Owen Middle School has completed Phase I of the Natural Impact Initiatives Project that began in last school year as a small “green team.” Members included teachers from multiple disciplines with a strong focus in science.

“We had a newly constructed school mission and vision statement that incorporated outdoor hands-on learning with staff passion for creating a new culture that embraced the students learning about their Appalachian Heritage,” said Brittany Krasutsky, science teacher, and chair of the Natural Impact Initiative. The school partnered with the community to raise the $8,000 that the first phase cost, she said.

Now, the school’s first outdoor classroom and its pollinator habitat named “From Roots to Wings” is ready to use. Phase 2 will be completed during this school year and includes signage, a park bench for pollinator habitat, a second outdoor classroom, a heritage garden and a nature trail that complies with the Americans with Disabilities Act.

As the plans started to coalesce, one obstacle was becoming obvious - budget restrictions. Like most public schools across North Carolina, funds for anything outside of basic educational needs were a challenge.

“Funding for the project has climbed as Owen Middle School staff connect with generous donors in our community, and we have a lot of people to thank,” Jim Cooper, a seventh-grade science teacher, said. Project organizers first reached out to the UNC Master Gardeners and to the school’s annual craft fair, Christmas in the Valley. Both gave generously, Cooper said.

“After that, the word spread, and funding started trickling in,” he said. Businesses, organizations, and individuals like Mosaic Community Lifestyle Realty, Black Mountain Rotary Club, Michael Harrin, the school’s PTO, Grey Beard Realty, Wendell Begley, Kiwanis Foundation (via OMS Builder’s Club), Christ Community Church and school parents, faculty, and staff “started breathing life into an otherwise hopeless project with donations and volunteer hours,” Cooper said.

After a landscape architect, Eric Edwards of Edwards Landscaping, was hired, plans were drawn up that included a waterfall, raised beds for native pollinators (plants that attract bees and other pollinating insects) and a neatly groomed walkway with pavers and gravel.

“These plans were the start of a huge project to bring new life to an old, worn-down pond,” Xander Hall, a seventh-grade student, said.

“The plants that will be planted around our pond are native to the Swannanoa Valley and reflect our rich history,” student Nate Senna said.

Community volunteers helped students from OMS Builders Club, STEAM Club and YMCA afterschool program build raised beds, plant the native plant species and spread mulch. As the project progressed, the help of all the volunteers and experts became essential.

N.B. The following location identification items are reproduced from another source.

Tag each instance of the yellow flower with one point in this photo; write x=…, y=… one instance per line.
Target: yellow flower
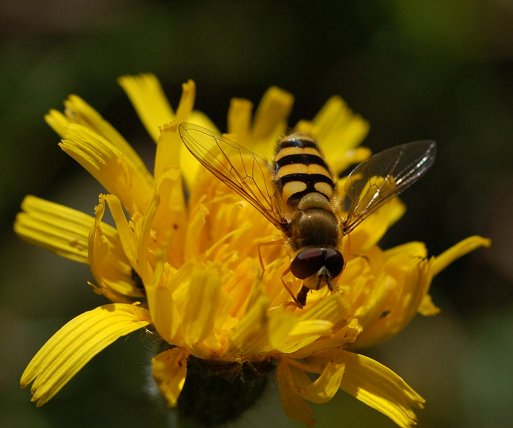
x=185, y=266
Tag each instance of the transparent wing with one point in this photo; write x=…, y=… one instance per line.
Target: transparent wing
x=383, y=176
x=239, y=168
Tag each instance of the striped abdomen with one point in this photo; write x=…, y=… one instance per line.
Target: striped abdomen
x=300, y=169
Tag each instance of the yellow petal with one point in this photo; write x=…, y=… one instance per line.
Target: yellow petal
x=380, y=388
x=272, y=112
x=324, y=387
x=270, y=121
x=457, y=251
x=60, y=229
x=201, y=310
x=57, y=121
x=168, y=149
x=170, y=221
x=169, y=370
x=338, y=130
x=109, y=264
x=76, y=343
x=109, y=166
x=186, y=103
x=293, y=404
x=239, y=119
x=126, y=234
x=369, y=233
x=149, y=101
x=249, y=334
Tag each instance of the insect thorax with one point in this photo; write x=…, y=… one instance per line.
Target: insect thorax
x=314, y=223
x=306, y=188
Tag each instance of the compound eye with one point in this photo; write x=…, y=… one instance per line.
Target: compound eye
x=334, y=262
x=308, y=262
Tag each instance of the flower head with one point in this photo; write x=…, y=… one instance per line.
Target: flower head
x=187, y=264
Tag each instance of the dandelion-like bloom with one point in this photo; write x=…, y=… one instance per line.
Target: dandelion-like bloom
x=184, y=265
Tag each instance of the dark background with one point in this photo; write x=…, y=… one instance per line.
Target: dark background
x=439, y=70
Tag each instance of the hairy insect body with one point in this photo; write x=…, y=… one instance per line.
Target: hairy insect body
x=298, y=195
x=306, y=189
x=305, y=186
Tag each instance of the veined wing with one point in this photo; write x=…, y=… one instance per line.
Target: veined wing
x=383, y=176
x=239, y=168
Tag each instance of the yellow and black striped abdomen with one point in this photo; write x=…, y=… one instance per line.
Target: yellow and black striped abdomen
x=300, y=169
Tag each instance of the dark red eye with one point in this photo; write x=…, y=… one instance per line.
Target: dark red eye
x=310, y=260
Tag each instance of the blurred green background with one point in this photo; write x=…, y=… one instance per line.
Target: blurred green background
x=439, y=70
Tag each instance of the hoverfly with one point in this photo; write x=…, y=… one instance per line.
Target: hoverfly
x=297, y=193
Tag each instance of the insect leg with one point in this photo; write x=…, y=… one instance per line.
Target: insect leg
x=266, y=244
x=296, y=300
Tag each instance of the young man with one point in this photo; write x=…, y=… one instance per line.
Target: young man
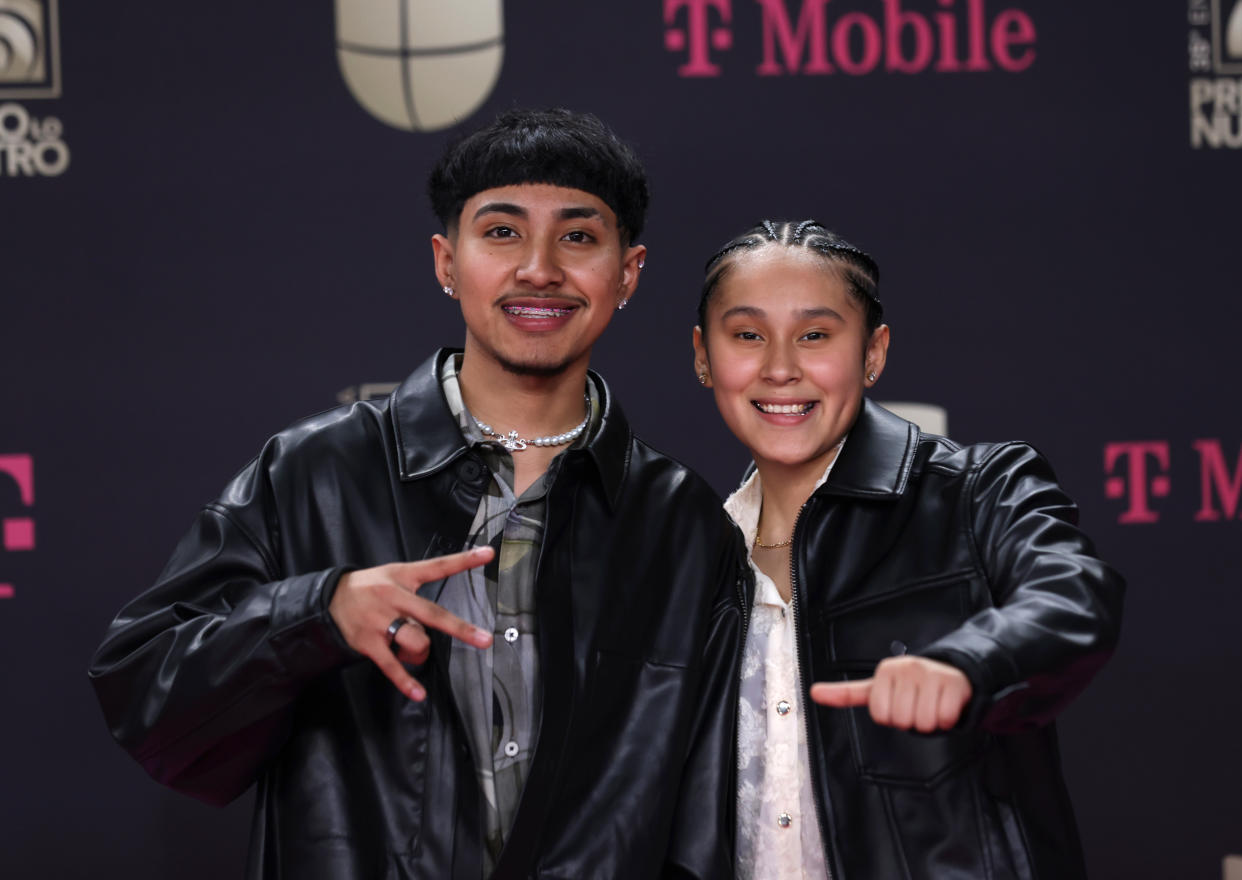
x=549, y=686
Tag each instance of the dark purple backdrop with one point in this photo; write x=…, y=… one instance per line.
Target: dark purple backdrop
x=236, y=240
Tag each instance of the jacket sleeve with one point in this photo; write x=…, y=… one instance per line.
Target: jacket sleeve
x=702, y=842
x=1056, y=607
x=198, y=675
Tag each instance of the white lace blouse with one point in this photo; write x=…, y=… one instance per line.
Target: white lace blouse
x=778, y=828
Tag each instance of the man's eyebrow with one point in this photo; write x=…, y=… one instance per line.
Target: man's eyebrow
x=501, y=207
x=584, y=212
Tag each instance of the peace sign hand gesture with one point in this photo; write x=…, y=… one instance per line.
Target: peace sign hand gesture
x=371, y=607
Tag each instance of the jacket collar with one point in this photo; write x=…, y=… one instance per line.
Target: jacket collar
x=427, y=437
x=877, y=458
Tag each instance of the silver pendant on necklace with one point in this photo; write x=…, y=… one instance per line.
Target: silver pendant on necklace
x=512, y=442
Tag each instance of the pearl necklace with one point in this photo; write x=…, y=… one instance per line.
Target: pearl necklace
x=774, y=546
x=513, y=443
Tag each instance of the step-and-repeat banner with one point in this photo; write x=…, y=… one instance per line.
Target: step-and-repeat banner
x=213, y=221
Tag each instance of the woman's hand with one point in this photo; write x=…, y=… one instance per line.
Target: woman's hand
x=904, y=693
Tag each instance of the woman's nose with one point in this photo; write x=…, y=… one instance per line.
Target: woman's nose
x=781, y=364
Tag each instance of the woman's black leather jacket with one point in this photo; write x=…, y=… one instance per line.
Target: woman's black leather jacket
x=968, y=555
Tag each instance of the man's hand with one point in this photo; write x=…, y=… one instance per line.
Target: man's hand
x=904, y=693
x=368, y=601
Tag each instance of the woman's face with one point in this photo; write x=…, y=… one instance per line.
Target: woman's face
x=788, y=355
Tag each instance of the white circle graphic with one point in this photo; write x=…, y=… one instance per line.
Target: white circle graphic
x=420, y=65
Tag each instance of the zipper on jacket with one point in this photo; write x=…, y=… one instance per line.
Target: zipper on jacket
x=804, y=690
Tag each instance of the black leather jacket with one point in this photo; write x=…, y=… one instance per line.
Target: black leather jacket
x=970, y=556
x=230, y=670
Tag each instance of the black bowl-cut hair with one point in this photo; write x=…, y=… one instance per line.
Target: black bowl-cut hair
x=555, y=147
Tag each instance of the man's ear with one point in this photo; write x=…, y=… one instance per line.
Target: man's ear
x=442, y=253
x=631, y=267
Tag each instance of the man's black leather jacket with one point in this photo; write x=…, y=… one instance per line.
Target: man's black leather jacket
x=230, y=670
x=970, y=556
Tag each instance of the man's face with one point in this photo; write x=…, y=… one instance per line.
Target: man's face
x=539, y=271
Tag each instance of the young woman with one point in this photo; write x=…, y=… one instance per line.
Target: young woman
x=940, y=596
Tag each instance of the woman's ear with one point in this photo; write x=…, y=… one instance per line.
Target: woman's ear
x=876, y=355
x=702, y=365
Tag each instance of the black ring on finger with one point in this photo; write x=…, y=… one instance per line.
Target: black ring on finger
x=393, y=631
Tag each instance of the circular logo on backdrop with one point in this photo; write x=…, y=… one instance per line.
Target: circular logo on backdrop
x=29, y=60
x=420, y=65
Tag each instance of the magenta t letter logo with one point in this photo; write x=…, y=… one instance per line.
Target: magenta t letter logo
x=19, y=531
x=1133, y=484
x=698, y=36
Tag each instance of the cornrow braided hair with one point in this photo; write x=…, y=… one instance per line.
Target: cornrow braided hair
x=860, y=272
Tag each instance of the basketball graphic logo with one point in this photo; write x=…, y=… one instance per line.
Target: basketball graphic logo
x=29, y=58
x=420, y=65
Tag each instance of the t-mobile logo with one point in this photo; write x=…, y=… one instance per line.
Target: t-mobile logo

The building of the waterfall was left to the pros because the defunct pond had to be removed with heavy machinery. Working in and around the students, Steve Haun from TanBark created a special feature that was added to the campus. The waterfall is not only elegant; it also serves as the cornerstone for a thriving ecosystem. According to seventh grader Zeb Lord, “It's like Niagara Falls. Downsize it by a little, and we have a world wonder in our courtyard.”

“The waterfall is beautiful and makes any average middle school day better,” student Mikayla Roseman said.

“Every time I walk outside, I can feel the radiant beauty of the pond. I feel blessed to be a part of this great project,” student Sofia Swoap said.

With the waterfall complete and fully operational, phase one of the initiative is completed. The campus at Owen Middle School now invites wonder, relaxation and pollination. A beautiful quilt garden mixes nature and heritage, fledgling American Chestnut Trees flourish as the germplasm orchard takes root and the pollinator beds surrounding the waterfall invite not only students but also essential wildlife to support the Valley ecosystem.